Since the start of the pandemic, our team of court leaders have been consulting with experts, reviewing daily COVID reports, and meeting weekly to assess the current risk levels associated with bringing jurors and others into the courthouse. We suspended juries in mid-March 2020 and spent the next 9 months evaluating ventilation systems, installing air purifiers, establishing occupancy limits, reconfiguring courthouses to keep people 6′ apart, and setting up offsite locations for counties whose courthouses couldn’t meet safety standards — Lombardo’s in Norfolk County (“Prom Court”), the Eastfield Cinemas in Hampden County (“Movie Court”), the Cape Codder in Barnstable County (“Resort Court”), and the Holiday Inn in Berkshire County (fill in the blank), among others.
Defendants and civil parties always have the right to a bench trial (judge rather than jury), but a lot of courts were closed to the public for a long period of time. We did do one civil jury trial on Zoom by agreement of the parties, but it’s pretty resource-intensive to pull it off, and there’s a lot that could go wrong. We resumed in-person jury trials in January 2021.
I understand that the courts have recently shut again due to Omicron. What was your role in keeping jurors/judges and others safe?
As the threat from Omicron started spiking in December, my focus was on keeping the safety of the jurors on the front burner with a group of decision-makers who also had to evaluate constitutional rights of defendants, safety of court staff, speedy trial issues, case backlogs, and many other issues. But jurors haven’t chosen to be part of the justice system, we don’t know their vaccination status, their risk factors or the vulnerability of their household members, how they spent their holidays or how they’re getting to the courthouse (public transportation? rideshare?) — they’re really the most at-risk group of people in the justice system, and also present the biggest risk to the others in the building. So it seemed the right thing to do to “hit a pause” which the jury trials are doing until February 14–and yes, Happy Valentine’s Day if you get called for that week!
You were on the board of Merriam Village. What did you enjoy about that role?
I served on the Merriam Village Board for about 15 years, and stepped down at the end of 2019. The story of MV could fill another year’s worth of Owl Reports…. I really loved working to preserve an incredibly unique housing resource for elders like our librarians, my mother (who passed while preparing to relocate to MV from West Hartford, CT), local residents, WWII vets…. they run the gamut.
The creation of MV is an inspirational tale of dedicated Westonians acting locally in the face of short-sighted recalcitrance to develop affordable housing in town for the people who live here, work here, and need options in the face of skyrocketing housing costs and the McMansionization of what was a rural farming community just a few generations ago — certainly during my lifetime.
What’s your favorite conservation woods and why? How do you feel about Jericho Woods? Be honest.
I’d probably have to go with College Pond, although I used to love Cat Rock before it became the site of so much controversy over parking, resident stickers, and dog poop.

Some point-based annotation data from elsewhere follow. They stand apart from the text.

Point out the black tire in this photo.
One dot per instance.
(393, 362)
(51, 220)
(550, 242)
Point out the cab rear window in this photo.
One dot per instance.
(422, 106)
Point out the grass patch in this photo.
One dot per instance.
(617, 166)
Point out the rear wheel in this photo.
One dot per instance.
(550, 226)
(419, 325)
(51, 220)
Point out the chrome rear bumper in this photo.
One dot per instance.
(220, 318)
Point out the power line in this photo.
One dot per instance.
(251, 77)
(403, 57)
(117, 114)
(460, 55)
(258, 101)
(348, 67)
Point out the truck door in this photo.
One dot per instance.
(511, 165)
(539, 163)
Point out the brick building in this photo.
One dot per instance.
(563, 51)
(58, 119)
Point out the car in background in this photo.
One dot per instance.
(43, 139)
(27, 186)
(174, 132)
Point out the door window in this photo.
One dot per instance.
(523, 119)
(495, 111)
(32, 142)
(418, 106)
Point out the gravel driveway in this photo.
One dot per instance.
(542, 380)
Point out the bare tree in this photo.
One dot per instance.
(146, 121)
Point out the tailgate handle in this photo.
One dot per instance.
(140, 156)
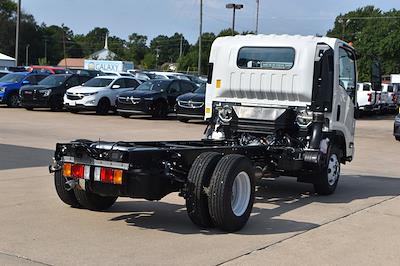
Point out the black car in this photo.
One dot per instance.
(191, 105)
(396, 130)
(50, 91)
(155, 97)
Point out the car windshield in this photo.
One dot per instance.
(12, 78)
(98, 82)
(53, 80)
(154, 85)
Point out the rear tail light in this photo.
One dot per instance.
(108, 175)
(76, 171)
(101, 174)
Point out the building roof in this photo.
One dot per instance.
(72, 62)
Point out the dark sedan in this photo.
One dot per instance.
(155, 97)
(396, 131)
(191, 105)
(50, 91)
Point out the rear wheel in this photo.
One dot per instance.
(13, 100)
(93, 201)
(198, 181)
(327, 177)
(68, 197)
(103, 107)
(231, 192)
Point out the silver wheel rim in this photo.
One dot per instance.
(241, 190)
(333, 169)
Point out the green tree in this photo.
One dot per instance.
(374, 34)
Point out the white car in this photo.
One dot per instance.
(98, 94)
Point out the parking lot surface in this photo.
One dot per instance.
(358, 225)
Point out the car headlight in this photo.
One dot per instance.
(89, 93)
(46, 92)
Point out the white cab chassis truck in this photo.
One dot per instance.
(275, 105)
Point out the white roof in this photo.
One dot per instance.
(6, 57)
(273, 40)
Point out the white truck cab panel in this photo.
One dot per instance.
(279, 71)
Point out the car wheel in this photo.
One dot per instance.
(103, 107)
(327, 176)
(13, 101)
(231, 192)
(198, 181)
(68, 197)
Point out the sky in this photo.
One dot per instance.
(155, 17)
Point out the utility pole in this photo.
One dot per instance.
(65, 52)
(257, 14)
(234, 7)
(181, 47)
(17, 31)
(27, 54)
(200, 34)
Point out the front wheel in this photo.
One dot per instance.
(231, 192)
(327, 176)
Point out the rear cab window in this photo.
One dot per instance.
(273, 58)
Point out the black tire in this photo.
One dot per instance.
(125, 115)
(184, 120)
(221, 192)
(198, 180)
(160, 110)
(93, 201)
(13, 100)
(324, 182)
(68, 197)
(103, 107)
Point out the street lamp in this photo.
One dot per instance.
(234, 7)
(27, 54)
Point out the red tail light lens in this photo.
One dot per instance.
(78, 170)
(106, 175)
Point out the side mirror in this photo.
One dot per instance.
(376, 76)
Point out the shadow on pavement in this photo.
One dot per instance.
(284, 195)
(14, 157)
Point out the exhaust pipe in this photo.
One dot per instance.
(70, 185)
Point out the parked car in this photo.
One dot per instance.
(86, 72)
(48, 69)
(155, 97)
(191, 105)
(388, 90)
(50, 91)
(11, 83)
(367, 99)
(98, 94)
(396, 130)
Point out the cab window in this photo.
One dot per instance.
(347, 71)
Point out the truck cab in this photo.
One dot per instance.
(252, 75)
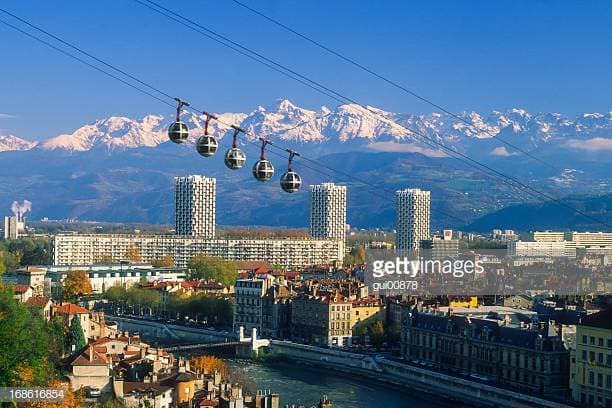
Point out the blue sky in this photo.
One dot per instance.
(476, 55)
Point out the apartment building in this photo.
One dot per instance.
(519, 354)
(86, 249)
(412, 218)
(591, 371)
(195, 206)
(324, 320)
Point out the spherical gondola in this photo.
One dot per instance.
(290, 180)
(263, 170)
(178, 132)
(207, 144)
(234, 157)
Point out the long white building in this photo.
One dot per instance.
(195, 198)
(548, 249)
(86, 249)
(328, 211)
(413, 217)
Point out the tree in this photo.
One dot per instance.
(164, 262)
(76, 338)
(394, 333)
(208, 267)
(71, 398)
(24, 344)
(76, 284)
(376, 332)
(133, 254)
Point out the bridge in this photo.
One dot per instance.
(246, 347)
(199, 346)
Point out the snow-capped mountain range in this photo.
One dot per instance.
(348, 127)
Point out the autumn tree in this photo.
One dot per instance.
(76, 339)
(76, 284)
(72, 399)
(209, 267)
(24, 344)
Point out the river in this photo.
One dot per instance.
(297, 383)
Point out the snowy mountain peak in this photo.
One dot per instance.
(360, 127)
(13, 143)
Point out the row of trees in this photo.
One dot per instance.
(378, 332)
(209, 267)
(215, 311)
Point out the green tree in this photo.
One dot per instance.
(76, 284)
(76, 338)
(164, 262)
(376, 332)
(393, 333)
(208, 267)
(24, 344)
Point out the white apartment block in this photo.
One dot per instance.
(551, 249)
(548, 236)
(592, 239)
(412, 222)
(328, 211)
(87, 249)
(195, 206)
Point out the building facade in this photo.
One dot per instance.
(592, 239)
(413, 216)
(194, 206)
(328, 211)
(87, 249)
(548, 249)
(529, 357)
(262, 304)
(322, 320)
(591, 372)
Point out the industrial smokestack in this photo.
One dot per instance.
(20, 209)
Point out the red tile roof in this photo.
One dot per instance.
(37, 301)
(70, 308)
(84, 357)
(21, 289)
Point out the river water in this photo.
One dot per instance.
(297, 383)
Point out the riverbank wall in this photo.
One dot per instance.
(401, 375)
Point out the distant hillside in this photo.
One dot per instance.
(550, 216)
(120, 169)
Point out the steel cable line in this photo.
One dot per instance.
(388, 81)
(343, 99)
(313, 161)
(193, 109)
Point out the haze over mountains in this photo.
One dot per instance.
(121, 169)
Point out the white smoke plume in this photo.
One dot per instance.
(20, 209)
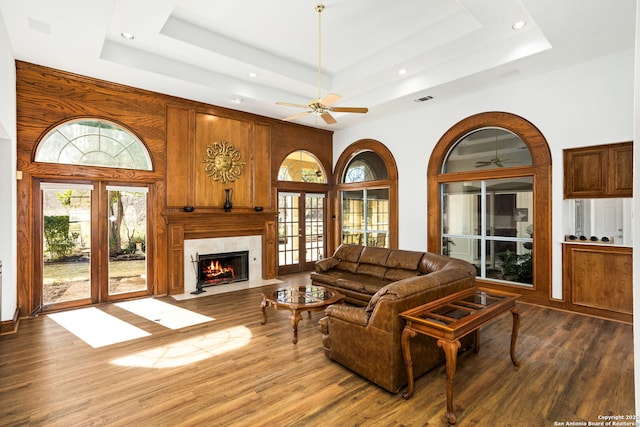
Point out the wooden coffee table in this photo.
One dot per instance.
(451, 318)
(298, 299)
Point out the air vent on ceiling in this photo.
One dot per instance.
(424, 98)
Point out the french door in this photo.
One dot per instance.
(301, 231)
(92, 243)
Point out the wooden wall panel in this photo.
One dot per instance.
(597, 280)
(178, 157)
(176, 132)
(236, 133)
(262, 161)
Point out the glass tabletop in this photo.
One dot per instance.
(460, 308)
(302, 295)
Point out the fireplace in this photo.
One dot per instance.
(220, 268)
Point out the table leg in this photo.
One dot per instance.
(263, 306)
(514, 335)
(476, 341)
(295, 318)
(451, 355)
(407, 334)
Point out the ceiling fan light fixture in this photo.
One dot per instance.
(322, 106)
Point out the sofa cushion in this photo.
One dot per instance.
(350, 253)
(372, 270)
(326, 264)
(347, 266)
(404, 259)
(350, 284)
(373, 255)
(394, 274)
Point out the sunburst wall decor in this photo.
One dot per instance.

College Pond has something for everyone — a walk around the pond, the mysterious troll bridge in the woods, expansive fields and a back entrance off Juniper, the orchard where we took our first family dog for one last ramble on our way to the vet the day after Christmas and the tree where I saw my first bluebirds. And thanks to the Owl, I now know the location and history of the Merriam Barn, too. College Pond is very close to Jericho, though — and as you know, I’m a-feered of those woods.